Estaba tan, tan asustada por sus mensajes encriptados que uní las manos hasta clavarme las uñas en las palmas. Me humedecí los labios antes de formular la siguiente pregunta. Solo me mantenía allí el misterio que se cernía sobre mi sino.

—¿Él, quién?

—El lobo —atestiguó, bajando los brazos.

¿Cómo lo sabía? ¿Es que ella había estado escondida en el bosque aquella noche? Al borde de un ataque, arrastré la silla para alejarme de esa extraña mujer. Su chirrido contra el suelo me atemorizó todavía más. Mi nerviosismo contrastaba con su desconcertante tranquilidad. Se mantenía impasible ante mi reacción.

—Tranquila, no pienso mal de usted, no voy a delatarla. ¿Me muestra su mano? —Encima de la mesa coloqué mi mano derecha—. La izquierda.

Al final, puse las dos mano. Me la tomó y sus pulgares huesudos me acariciaron las líneas impresas, mientras que sus ojos las estudiaban.

—Tiene una marcada línea del corazón, al igual que el cinturón de Venus.

—¿Qué es eso?

Dibujó un semicírculo entre mi dedo corazón y el anular.

—Indica que es una mujer muy sensual, de carácter inquieto e impulsivo. —Volví a abrir la boca, ¿todo estaba escrito en mi mano?—. Le pertenece, la ha marcado.

—¡Cómo! —Agité la cabeza, confundida.

—Con el beso del lobo. Su magia fluye dentro de usted a través de la vena amoris. La uña sucia de su índice descendió de mi dedo anular hasta la muñeca—. Su beso va directo a su corazón. No tema cuando lo vea, él la protegerá; no huya de él, están predestinados. Usted le dará caza al lobo para salvarlo. —Me soltó clavando sus pupilas todavía dilatadas en mí—. Una maligna sombra os acecha; hay alguien que no la quiere bien, es un peligro para los dos, pues solo responde a su ambición. Debe cuidarse de él y cuidar al lobo, no permita que le dé caza antes que usted. No una su vida a ese otro, solo le reportará sufrimiento. —Suspiró, soltando el aire de sus pulmones. De pronto, se levantó y me instó a marcharme—. Venga, es tarde, su abuela estará preocupada.
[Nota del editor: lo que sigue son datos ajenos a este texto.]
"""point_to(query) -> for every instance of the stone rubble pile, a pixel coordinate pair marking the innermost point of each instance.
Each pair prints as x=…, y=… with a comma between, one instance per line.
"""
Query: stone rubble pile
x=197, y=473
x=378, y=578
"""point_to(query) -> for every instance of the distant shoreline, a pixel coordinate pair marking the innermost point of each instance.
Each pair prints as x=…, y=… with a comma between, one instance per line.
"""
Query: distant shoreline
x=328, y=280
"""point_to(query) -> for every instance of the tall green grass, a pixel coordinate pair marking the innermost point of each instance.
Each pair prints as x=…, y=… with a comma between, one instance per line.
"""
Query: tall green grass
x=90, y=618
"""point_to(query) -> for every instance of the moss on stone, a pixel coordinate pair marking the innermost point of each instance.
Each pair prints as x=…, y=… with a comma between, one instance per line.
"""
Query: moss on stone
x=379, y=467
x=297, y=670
—¿Cómo lo sabes? —Agarré al vuelo mi cesta vacía.

—Puedo ver y percibir aquello que otros no pueden. —Me empujó hasta la puerta que abrió a toda prisa—. Y recuerde: no se deje engañar por las apariencias, la belleza reside en el interior.

Antes de que pudiera interrogarla, cerró la puerta en mi nariz.

***

El miedo y el susto se habían apoderado de mí, de mi alma y me empujaron a cruzar el pueblo a la carrera, lo que me permitía mi falda. La opresión del corsé era la fusta con la que se azuzaba al caballo a galopar más rápido. Eso me pasaba a mí. De repente, me faltaba el aire, la vida. Las lágrimas me picaban en los ojos. Me sentía superada por todo y aquella mujer con sus inescrutables vaticinios lo había complicado más. ¡No entendía nada!
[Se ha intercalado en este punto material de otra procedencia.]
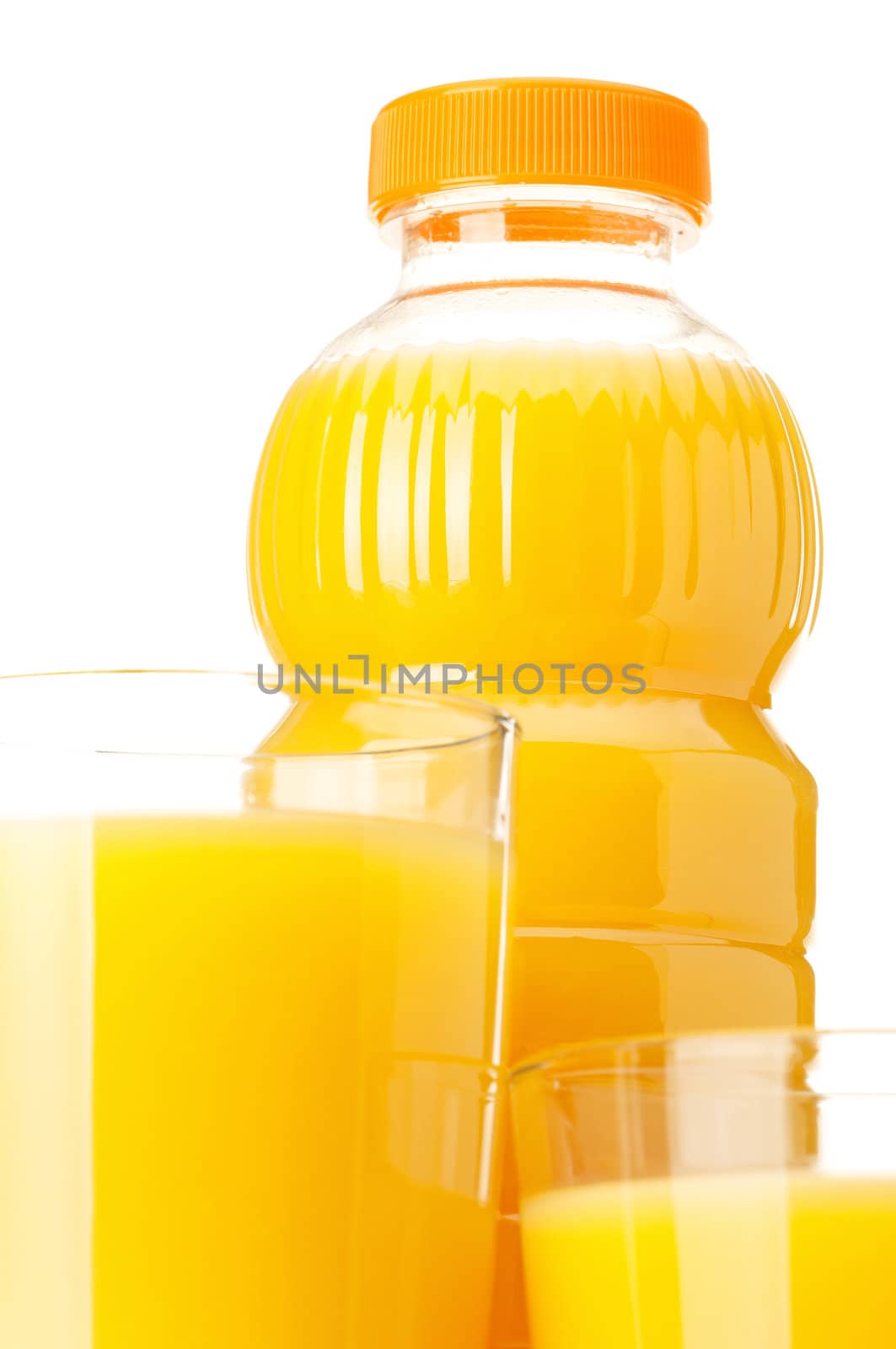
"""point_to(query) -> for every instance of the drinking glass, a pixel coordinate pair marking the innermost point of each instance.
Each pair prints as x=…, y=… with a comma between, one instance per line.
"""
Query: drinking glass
x=705, y=1191
x=251, y=1013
Más problemas me esperaban en casa, al ver a mi abuela esperándome fuera, con los brazos en jarras y los labios tan fruncidos que habían perdido el color. Su expresión airada era traslúcida.

—¿Qué aire te ha dado? ¡¿Puede saberse dónde has estado?! —Me acerqué a ella, fatigada—. Hueles a milenrama y en este maldito pueblo solo hay una persona que la tiene: Isobel Hughes. ¿Por qué has estado con ella? ¿Es que solo sabes meterte en problemas? —Abrí la boca para defenderme, pero no me dejó—. ¡No, Josephine! Esta vez cállate. Si a partir de ahora debo ir yo al pueblo, lo haré, ¿estamos?

—Abuela, tuvo un accidente...

Se estiró sobre su mediana estatura.

—¡Me da igual! —profirió, censurándome—. Prométeme que no verás a esa mujer. —Me zarandeó por los hombros—. ¡Prométemelo!

—Se lo prometo, abuela.

—Ahora, métete den...

—Señora Swan, señorita Morgan, tengan buenos días —saludó Thomas desde el camino.

—Pastor Craven, ¿qué le trae por aquí?

Bajé la mirada al suelo sin pronunciar palabra, si lo hacía rompería a llorar.

—Vengo a avisarlas de que a partir de hoy queda terminantemente prohibido ir al bosque al caer el ocaso. Los hombres lo tomaremos para abatir a los lobos.